The balance beam walking assay analyzed the motor coordination of the fore- and hindlimbs and was sensitive to unilateral 6-OHDA lesions in mice [56]. In this assay, mice had to maintain balance while crossing a narrow beam. The one-way ANOVA revealed no significant main effect of drug treatment on the time needed for mice to traverse the balance beam (F3,43 = 2.1, p = 0.111; Figure 4d). However, there was a significant main effect of drug treatment on the number of foot slips during beam crossing (F3,43 = 9.1, p < 0.001; Figure 4e). Tukey’s post hoc tests revealed that 6-OHDA-injected mice experienced significantly more foot slips compared with control mice (p < 0.001; Figure 4e), and this increase was attenuated by GX842166x treatment (p = 0.011; Figure 4e). The effect of GW842166x was prevented by co-treatment with AM630 (p = 0.039; Figure 4e).
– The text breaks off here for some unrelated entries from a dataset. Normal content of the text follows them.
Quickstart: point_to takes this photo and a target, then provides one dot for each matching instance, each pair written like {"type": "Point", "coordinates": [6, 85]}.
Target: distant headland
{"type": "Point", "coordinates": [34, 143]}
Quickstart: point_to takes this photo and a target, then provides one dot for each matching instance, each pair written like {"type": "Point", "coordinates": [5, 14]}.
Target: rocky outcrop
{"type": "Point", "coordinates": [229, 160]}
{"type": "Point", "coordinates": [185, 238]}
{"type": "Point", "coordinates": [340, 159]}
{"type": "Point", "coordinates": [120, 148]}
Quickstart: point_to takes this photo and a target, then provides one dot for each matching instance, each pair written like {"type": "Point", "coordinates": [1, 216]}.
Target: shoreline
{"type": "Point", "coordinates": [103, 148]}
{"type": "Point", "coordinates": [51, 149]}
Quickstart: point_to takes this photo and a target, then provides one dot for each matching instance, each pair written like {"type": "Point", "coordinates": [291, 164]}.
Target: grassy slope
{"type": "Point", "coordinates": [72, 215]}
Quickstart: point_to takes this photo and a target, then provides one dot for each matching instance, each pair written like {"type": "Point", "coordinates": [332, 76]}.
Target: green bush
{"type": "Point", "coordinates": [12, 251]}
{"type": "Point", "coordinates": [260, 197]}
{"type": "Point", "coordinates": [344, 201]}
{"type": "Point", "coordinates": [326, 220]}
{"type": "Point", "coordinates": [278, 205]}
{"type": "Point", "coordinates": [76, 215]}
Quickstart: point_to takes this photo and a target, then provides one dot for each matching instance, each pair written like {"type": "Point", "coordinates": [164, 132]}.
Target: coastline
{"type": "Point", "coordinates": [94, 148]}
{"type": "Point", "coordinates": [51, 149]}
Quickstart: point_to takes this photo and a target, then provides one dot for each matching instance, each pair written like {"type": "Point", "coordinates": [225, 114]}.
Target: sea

The grip strength test quantified muscular strength [39,40]. To account for differences in grip strength due to animal size, grip strength was normalized to body weight for each mouse. In the grip strength test, there was a significant main effect of drug treatment in the absolute grip strength (F3,43 = 40.9, p < 0.001; Figure 5a) and normalized grip strength (F3,43 = 27.0, p < 0.001; Figure 5b). Tukey’s post hoc tests revealed that 6-ODHA injection decreased the absolute grip strength (p < 0.001; Figure 5a) and normalized grip strength (p < 0.001; Figure 5b) relative to control mice, both of which were ameliorated by the GW842166x treatment (p < 0.001; Figure 5a,b). The effect of GW842166x was prevented by co-treatment with AM630 (p = 0.009; Figure 5a,b).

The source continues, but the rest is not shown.